To be sure, the FOMC has had to rhetorically beat back nattering nabobs of antiquated monetarism, who see the Fed's “bloated” balance sheet as inherently evil, the moral equivalent of a very fat man in Speedos: wrong, just wrong! But, as a practical matter, the Fed has not had to worry about accelerating cyclical inflation, but rather about the risk of unrelenting “unwelcome” (to borrow a word from 2003) disinflationary pressures. There is absolutely nowhere lower the Fed wants inflation to go, period. The FOMC actually wants it to go higher!

Yes, I hear some of you retorting: But what about asset price inflation? Answer: That's a good thing!

The decisive dynamic behind the Fed's story of success has, in my view, actually been soaring equity prices and valuations, both publicly traded and private. How so? Equity capital gains are the only asset that does not have a corresponding liability. Thus, soaring equity prices and valuations endogenously heal private sector balance sheets that have too much debt and too little equity.

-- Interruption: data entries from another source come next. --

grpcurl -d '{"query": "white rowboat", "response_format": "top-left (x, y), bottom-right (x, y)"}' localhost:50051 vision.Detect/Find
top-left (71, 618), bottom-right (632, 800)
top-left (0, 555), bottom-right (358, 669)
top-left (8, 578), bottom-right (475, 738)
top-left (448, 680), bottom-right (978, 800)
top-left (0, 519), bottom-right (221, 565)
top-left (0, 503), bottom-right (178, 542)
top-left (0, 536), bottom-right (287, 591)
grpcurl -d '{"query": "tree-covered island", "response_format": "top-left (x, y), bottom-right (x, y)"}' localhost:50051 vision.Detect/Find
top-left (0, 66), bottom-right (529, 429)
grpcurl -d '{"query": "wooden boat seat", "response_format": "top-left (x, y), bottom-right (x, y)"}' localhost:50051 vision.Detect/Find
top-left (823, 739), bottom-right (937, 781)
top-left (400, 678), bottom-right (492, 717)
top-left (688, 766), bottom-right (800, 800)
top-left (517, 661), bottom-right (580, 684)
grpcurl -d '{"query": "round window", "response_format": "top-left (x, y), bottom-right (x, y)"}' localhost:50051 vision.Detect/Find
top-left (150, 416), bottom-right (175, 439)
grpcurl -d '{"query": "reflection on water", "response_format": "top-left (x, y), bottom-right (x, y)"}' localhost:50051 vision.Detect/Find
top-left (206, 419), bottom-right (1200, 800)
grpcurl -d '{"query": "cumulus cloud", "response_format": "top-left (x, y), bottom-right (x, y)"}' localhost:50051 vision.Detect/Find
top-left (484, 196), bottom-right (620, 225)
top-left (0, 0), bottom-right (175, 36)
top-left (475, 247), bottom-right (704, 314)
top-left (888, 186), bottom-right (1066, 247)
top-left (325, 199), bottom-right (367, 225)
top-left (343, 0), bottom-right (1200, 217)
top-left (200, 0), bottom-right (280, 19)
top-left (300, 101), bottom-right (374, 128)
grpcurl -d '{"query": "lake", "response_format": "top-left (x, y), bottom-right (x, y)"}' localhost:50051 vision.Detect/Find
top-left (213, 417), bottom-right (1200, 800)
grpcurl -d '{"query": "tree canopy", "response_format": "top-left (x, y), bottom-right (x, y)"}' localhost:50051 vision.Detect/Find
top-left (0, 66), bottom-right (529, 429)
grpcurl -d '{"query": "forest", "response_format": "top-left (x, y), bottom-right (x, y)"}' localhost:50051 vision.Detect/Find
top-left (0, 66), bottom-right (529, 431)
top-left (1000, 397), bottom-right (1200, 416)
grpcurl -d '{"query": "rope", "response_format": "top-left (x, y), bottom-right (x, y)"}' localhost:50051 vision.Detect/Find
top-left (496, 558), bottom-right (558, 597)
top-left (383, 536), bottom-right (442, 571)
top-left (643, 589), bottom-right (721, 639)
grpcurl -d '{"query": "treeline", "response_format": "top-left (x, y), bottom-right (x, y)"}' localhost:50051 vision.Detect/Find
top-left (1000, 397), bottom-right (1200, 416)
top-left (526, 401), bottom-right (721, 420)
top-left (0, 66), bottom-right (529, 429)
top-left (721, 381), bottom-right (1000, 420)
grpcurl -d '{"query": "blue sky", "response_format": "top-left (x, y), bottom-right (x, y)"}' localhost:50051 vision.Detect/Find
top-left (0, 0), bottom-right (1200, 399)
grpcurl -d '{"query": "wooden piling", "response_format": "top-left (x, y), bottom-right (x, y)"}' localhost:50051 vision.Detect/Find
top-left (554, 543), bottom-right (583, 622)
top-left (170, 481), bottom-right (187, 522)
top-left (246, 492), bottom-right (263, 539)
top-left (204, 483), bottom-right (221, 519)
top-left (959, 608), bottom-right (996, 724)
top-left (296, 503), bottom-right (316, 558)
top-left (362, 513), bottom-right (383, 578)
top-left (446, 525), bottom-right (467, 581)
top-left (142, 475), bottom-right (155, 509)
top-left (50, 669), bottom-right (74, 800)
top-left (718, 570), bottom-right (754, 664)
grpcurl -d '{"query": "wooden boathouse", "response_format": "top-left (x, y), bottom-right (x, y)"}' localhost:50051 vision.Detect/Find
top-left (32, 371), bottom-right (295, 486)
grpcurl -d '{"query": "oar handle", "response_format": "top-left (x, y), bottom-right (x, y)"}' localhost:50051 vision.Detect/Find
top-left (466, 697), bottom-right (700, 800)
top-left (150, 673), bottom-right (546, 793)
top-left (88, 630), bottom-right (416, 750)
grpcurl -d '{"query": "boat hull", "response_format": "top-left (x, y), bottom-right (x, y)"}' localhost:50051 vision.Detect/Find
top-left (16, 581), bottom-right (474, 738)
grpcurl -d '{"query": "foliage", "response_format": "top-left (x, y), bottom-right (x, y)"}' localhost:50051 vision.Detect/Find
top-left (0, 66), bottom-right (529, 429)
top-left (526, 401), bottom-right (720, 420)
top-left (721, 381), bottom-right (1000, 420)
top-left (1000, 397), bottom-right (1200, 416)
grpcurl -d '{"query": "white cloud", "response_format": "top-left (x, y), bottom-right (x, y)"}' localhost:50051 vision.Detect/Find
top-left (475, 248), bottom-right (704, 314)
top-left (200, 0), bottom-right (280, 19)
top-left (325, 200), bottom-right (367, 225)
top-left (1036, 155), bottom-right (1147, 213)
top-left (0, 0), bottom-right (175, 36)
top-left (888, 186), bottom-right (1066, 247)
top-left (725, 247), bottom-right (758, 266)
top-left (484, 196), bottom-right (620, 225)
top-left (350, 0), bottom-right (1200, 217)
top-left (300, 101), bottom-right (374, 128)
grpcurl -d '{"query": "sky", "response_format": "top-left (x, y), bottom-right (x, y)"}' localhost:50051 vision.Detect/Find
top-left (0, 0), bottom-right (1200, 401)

Simple example: If a homeowner has negative equity on his house, there are two ways to fix it. The bank can haircut the mortgage to “restore” equity, or the market value of the house can go up –“recover” would be the polite word – above the value of the mortgage. Moralists would argue for the former; enlightened macro policymakers try to engineer the latter. I use this example as but an example, as it is easy to understand. But the principle applies on an economy-wide basis. Capital gains –! ; whether realized or not! – work to delever over-indebted private sector balance sheets, the fundamental cancer of a liquidity trap. But are those gains sustainable?THE NEW NEUTRAL!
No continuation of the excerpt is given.